I think it's at least one quarter.
For an internet company, I think that's one quarter.
It's too long, so we do want to have a way
to address those online issues very quickly.
And also for those in a very dynamic business environment for new features,
we also want a very quick solution there to address our needs.
But again, just like the bug fix, the new features also takes a long time.
And in the end, I think performance is truly the most important one.
We want to have better and better performance,
but unfortunately I think for our current standard
block devices, I think the hardware and software
are kind of optimized separately.
So the software part doesn't know what's happening in the hardware side,
and the hardware side doesn't know what the business,
the upper-level storage software is trying to do.
So this kind of gaps here limits the performance improvement from a storage perspective.
So because of all those challenges,
our Alibaba infrastructure service group,
we started to address those challenges
since starting from develop our own solution
for the SSDs, the NetFlash-based SSDs.
We started this effort since 2016.
So until today, we released three generations of AliFlash SSDs.
So the AliFlash V1 is a high-performance PCIe SSD.
It's host-based FTL.
So we have some control on the software and hardware together.
It was developed in 2016 and then deployed at the end of 2016.
So until today, it has been in service in Alibaba data center for more than two years,
and we have more than 20K devices deployed
in the Alibaba data center.
So far, it's going very well, very stable.
And then we moved to the Aliflash V2 into 2017,
which is U.2 SSD form factor.
And also, we started customization for some certain specific business units,
certain workloads, and compared to the
purchase from the storage vendors,
we successfully reduced the cost by roughly 20%.
Aliflash V3 is what we are currently
working on.
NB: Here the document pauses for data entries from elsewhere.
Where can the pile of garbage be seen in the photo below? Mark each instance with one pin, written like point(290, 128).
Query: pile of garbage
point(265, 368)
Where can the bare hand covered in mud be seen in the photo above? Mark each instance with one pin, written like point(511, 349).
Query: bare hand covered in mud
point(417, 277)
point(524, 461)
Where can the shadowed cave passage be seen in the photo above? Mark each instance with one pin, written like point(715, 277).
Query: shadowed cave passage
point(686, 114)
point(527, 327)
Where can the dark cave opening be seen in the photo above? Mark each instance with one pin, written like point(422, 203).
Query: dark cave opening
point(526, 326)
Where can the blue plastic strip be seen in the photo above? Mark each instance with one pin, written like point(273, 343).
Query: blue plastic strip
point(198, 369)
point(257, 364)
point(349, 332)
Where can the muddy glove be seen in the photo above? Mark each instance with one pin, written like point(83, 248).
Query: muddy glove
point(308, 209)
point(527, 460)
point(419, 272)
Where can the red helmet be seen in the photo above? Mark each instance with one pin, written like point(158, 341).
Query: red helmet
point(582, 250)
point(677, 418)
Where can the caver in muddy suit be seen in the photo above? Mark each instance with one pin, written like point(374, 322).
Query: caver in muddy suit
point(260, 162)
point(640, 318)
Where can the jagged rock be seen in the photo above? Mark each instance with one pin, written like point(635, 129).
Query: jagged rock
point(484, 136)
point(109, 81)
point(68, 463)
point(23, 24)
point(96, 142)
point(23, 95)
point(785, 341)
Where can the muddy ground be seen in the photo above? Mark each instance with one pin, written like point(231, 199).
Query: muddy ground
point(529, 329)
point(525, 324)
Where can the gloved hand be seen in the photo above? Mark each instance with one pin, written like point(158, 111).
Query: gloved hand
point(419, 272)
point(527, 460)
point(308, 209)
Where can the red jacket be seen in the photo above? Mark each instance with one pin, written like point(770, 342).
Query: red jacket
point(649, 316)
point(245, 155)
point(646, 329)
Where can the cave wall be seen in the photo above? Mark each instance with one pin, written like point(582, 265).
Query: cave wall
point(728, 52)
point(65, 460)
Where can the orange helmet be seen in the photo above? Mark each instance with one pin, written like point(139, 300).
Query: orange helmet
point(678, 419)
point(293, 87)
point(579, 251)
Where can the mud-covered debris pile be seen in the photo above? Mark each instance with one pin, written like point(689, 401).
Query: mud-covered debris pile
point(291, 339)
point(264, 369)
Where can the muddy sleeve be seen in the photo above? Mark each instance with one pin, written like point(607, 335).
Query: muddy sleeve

It's it's dual mode SSD with open channel supported
this is indeed my primary focus for today's presentation
for this one we do deep optimization
for the business units applications
and also this one as I, it's an ongoing effort.
We are in the progress of prioritizing this dual-mode SSD.
So here, let me just give a little bit more details on the productization of this Aliflash V3.
First of all, this is a self-developed open channel SSD,
which is ongoing efforts in Alibaba data centers.
This right-hand side, this graph here is showing the controller of this Alifax 3.
It's indeed our own controller.
We work with ASIC design company and customize this controller,
especially optimize the performance and also for the open channel usage mode.
We already announced the major milestone in the FAST 2018 this year.
And also this open channel V3 is indeed a platform.
We are not just working on one vendor.
We are working on multiple vendors.
So the goal here is truly to build an ecosystem,
to have a unified platform and have multiple vendors to provide the hardware
for this dual mode and SSD with
focus on the open channel. So this is
photos for the sample
for one of our vendors for the Ali Flash Race 3.
So, this page summarizes why we chose the dual remote, especially the open channel for our next generation data center storage solutions.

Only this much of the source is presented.